I suppose I have mentioned a few times before that I love fish (and not only to eat) and that one of my hobbies as a teenager was to keep and breed aquarium fish. At that time the big challenge was the Amazon Blue Discus Symphysodon aequifasciatus, because food, temperature, aquarium plants, lighting, the pH and the hardness of the water – they all played critical roles. When captive breeding eventually succeeded, the price of this formidable species came down significantly. Another blue species (and there seems to be something with the colour of “blue”) is the marine Blue Tang, which has also been difficult to breed (like other coral reef species), but recently has become possible. But why do people want to breed fishes in captivity anyway? One of the main reasons would be the commercial aspect (some species are valuable as a food item and some in the aquarium trade as pets). But there is also the aspect of safeguarding that a species in the wild does not become overfished and ultimately extinct. A third reason would be vanity, namely to be the first person to succeed in finding a way to successfully breed a species that others had found impossible to breed.
But what actually makes it so difficult to breed a species, whether it’s a fish, a bird, a mammal or indeed any animal, in captivity? Looking at the two marine organisms that I had been associated with first, namely eels and rock lobsters (also known as spiny lobsters or ‘langouste’), it is mainly the fact that the larvae of these species spend a long time as marine plankton in the ocean and need a special kind of food that is difficult to prepare and to administer in captivity. Although one Japanese lab has succeeded to rear the Japanese eel Anguilla japonica from egg to a young individual, the effort in terms of costs and equipment is prohibitive and not yet a solution to reduce the collecting of eel fry and glass eels when they arrive from the ocean to enter freshwater and to curtail their sale to eel farmers who then fatten them up to turn them into young and sellable eels. A similar story is that of rock/spiny lobsters: for 20 years Japanese researchers tried to copy the entire life cycle from egg to marketable size in the lab of Panulirus japonicus and the best they could achieve was that about 1 out of a thousand larvae that hatched from the eggs in the lab and were then looked after for many years, would in the end survive to maturity. Commercially that would have been a flop and the research was terminated (at least in the lab to which I had sent a student to work in).
Not only are some aquatic species, and in case of the marine ones, hard or impossible to breed because of their long larval and planktonic phase (and also their size when thinking of tuna fish, the Blue Marlin or giant squid), but there are also the specific water quality requirements especially in case of the freshwater forms. However, some birds, mammals and other animals are equally well known to be difficult to breed in captivity and the cheetah and the panda are good examples. For the panda the extremely short oestrus period of 1-3 days/year is one problem, its choosiness regarding partner compatibility and its specific food requirements are another. Food for captive cheetahs is not a problem, but the very low sperm count in males is; the genetic relatedness of all extant cheetah individuals and the high mortality of the cubs are further notorious difficulties.

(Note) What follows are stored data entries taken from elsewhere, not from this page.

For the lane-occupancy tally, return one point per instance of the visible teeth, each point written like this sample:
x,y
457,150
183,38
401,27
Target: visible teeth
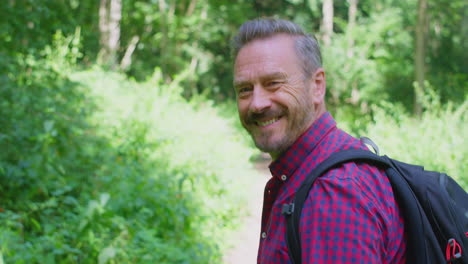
x,y
266,123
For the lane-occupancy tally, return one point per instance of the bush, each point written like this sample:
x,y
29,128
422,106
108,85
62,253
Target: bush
x,y
437,140
98,168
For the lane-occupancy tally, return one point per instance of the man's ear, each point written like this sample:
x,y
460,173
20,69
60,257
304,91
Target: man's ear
x,y
319,86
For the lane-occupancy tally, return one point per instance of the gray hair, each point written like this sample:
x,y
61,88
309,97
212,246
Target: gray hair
x,y
307,48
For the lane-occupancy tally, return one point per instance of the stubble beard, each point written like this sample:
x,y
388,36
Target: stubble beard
x,y
265,142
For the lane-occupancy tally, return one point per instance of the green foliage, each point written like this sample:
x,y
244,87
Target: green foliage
x,y
99,169
437,141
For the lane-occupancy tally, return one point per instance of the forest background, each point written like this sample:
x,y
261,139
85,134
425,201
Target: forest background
x,y
119,139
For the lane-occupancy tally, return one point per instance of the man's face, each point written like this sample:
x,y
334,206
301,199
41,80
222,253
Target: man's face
x,y
274,98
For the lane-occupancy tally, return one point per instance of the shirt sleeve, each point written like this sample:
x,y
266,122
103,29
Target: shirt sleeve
x,y
348,218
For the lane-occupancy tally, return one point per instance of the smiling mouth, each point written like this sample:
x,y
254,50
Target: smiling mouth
x,y
267,122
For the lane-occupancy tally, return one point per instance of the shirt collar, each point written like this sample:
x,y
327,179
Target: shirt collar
x,y
292,158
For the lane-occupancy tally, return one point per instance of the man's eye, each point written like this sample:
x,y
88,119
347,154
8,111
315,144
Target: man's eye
x,y
273,83
244,89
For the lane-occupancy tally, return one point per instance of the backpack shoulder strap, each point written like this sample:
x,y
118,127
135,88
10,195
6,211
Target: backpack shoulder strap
x,y
293,211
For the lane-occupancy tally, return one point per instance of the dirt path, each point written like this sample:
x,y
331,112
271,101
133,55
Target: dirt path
x,y
246,238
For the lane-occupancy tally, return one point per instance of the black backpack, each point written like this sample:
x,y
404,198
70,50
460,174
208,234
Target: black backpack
x,y
434,207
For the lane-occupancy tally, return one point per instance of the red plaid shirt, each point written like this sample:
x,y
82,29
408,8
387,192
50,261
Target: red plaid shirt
x,y
350,215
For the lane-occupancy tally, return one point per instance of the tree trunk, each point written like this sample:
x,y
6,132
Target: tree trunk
x,y
327,23
127,58
110,14
420,54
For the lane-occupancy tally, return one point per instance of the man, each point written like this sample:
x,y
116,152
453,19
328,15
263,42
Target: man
x,y
350,215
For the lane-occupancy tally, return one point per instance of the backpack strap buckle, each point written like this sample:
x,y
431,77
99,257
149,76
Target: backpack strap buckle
x,y
288,209
453,251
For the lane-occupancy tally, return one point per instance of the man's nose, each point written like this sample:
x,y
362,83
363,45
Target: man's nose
x,y
260,100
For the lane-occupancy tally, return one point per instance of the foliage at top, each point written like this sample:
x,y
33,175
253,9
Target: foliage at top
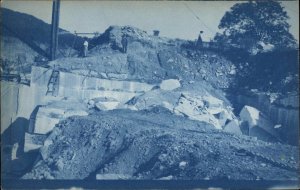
x,y
255,25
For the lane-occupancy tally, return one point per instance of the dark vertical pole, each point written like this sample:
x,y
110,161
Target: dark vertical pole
x,y
54,28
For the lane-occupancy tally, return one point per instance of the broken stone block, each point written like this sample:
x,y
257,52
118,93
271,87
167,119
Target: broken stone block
x,y
107,105
233,127
112,176
33,141
169,84
250,114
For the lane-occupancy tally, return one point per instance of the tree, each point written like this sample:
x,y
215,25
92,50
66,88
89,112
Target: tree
x,y
255,25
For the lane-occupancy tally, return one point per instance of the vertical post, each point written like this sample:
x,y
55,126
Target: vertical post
x,y
54,28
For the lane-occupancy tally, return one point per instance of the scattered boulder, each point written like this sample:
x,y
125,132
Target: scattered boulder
x,y
169,84
233,127
250,114
108,105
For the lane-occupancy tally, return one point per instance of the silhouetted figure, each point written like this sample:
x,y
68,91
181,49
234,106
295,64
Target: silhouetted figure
x,y
199,43
124,43
85,47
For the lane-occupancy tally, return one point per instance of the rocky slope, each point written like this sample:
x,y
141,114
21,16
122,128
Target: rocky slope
x,y
149,58
125,144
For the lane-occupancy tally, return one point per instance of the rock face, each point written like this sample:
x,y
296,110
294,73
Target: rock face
x,y
250,115
155,144
258,124
49,115
233,127
201,106
283,111
170,84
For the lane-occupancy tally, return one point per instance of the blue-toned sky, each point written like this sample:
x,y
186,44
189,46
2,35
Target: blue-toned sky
x,y
175,19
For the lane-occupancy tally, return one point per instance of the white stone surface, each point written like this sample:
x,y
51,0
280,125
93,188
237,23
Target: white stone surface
x,y
109,105
233,127
250,114
169,84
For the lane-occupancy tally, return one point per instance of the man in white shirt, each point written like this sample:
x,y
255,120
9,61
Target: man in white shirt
x,y
85,48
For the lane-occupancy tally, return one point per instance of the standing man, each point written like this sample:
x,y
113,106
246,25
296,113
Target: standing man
x,y
85,47
124,42
199,43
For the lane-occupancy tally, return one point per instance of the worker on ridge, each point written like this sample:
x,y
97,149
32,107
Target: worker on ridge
x,y
85,47
124,43
199,43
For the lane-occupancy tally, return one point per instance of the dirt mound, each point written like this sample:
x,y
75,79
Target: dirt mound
x,y
155,144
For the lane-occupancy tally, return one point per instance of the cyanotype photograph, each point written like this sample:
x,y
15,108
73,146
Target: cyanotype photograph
x,y
149,94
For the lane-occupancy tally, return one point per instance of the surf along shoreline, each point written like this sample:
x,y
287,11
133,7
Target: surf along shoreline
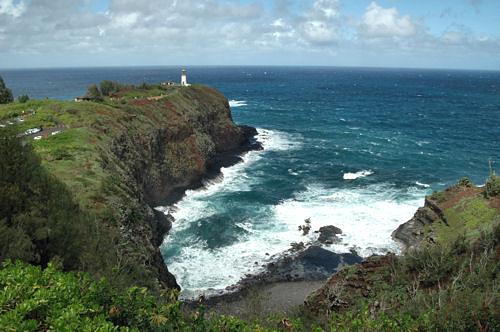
x,y
287,277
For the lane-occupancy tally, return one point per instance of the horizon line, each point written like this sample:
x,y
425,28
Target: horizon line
x,y
254,65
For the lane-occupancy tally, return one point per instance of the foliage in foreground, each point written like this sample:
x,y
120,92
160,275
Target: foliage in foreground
x,y
40,221
441,287
5,93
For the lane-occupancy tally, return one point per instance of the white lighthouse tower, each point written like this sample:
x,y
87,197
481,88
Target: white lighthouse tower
x,y
184,78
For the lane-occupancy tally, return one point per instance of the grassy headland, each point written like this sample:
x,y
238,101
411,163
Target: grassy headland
x,y
76,200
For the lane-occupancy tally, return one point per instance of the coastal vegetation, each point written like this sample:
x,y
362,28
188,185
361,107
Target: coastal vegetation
x,y
5,93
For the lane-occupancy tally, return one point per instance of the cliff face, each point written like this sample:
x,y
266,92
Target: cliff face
x,y
450,231
412,233
137,149
158,163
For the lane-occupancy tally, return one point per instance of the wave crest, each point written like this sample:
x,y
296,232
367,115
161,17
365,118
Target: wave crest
x,y
357,175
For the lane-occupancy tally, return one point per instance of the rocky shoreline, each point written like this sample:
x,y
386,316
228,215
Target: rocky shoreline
x,y
221,159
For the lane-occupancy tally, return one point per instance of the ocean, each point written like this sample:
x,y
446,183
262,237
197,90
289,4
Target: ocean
x,y
358,148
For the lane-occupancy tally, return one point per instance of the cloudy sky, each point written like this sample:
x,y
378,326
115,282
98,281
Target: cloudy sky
x,y
386,33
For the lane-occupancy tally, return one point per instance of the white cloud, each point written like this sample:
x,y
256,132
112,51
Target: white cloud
x,y
319,32
379,22
320,25
167,31
8,7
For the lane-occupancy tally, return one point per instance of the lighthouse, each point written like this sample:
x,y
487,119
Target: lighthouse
x,y
184,78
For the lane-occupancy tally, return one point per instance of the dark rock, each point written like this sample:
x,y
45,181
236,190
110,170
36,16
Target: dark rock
x,y
328,234
411,233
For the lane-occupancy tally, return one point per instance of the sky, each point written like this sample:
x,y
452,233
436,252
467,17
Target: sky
x,y
461,34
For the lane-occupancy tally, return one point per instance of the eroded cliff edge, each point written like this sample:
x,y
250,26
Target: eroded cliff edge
x,y
125,153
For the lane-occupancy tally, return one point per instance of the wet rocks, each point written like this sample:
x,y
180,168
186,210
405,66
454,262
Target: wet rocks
x,y
328,234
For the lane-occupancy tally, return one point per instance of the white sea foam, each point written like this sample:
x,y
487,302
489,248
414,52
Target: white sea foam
x,y
367,217
237,103
357,175
425,185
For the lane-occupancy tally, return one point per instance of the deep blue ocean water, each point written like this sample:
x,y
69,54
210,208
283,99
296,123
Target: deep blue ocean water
x,y
356,148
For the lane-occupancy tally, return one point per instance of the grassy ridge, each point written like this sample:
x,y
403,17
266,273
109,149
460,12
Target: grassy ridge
x,y
450,282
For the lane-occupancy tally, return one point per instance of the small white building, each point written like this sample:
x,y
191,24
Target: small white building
x,y
184,78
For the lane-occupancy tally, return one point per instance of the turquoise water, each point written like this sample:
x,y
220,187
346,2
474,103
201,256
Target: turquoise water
x,y
356,148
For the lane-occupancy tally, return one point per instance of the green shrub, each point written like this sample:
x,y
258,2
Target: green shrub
x,y
35,299
23,99
109,87
465,182
5,93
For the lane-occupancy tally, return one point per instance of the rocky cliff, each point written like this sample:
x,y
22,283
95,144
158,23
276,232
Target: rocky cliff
x,y
457,227
130,152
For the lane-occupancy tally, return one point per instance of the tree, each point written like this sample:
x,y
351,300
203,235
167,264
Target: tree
x,y
5,93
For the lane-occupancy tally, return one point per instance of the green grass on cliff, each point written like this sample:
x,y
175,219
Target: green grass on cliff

When it comes to birds (and apart from chickens and pigeons I never kept any), I heard that some parrots are not easy to breed and that especially their chicks require a great deal of care. I also don’t believe that it can be easy (or can be done at all) to breed swifts, house martins and swallows in captivity. Or, thinking of cuckoos that need a host species’ nest with eggs in it, so that they can add their own egg to those of the hosts. Adult albatrosses cannot even be kept in a cage, let alone ‘be persuaded’ to construct a nest and breed in it. In fact keeping and breeding sea birds in captivity would be a challenge best left alone and forgone in favour of protecting these birds’ wild breeding places. There are, of course, many, more species of animals that are inclined not to breed in captivity, but I realize that for some, sadly, captive breeding may be the only way they will survive as a species so that our children and their children can see them ‘for real’ and not just in the computer or books.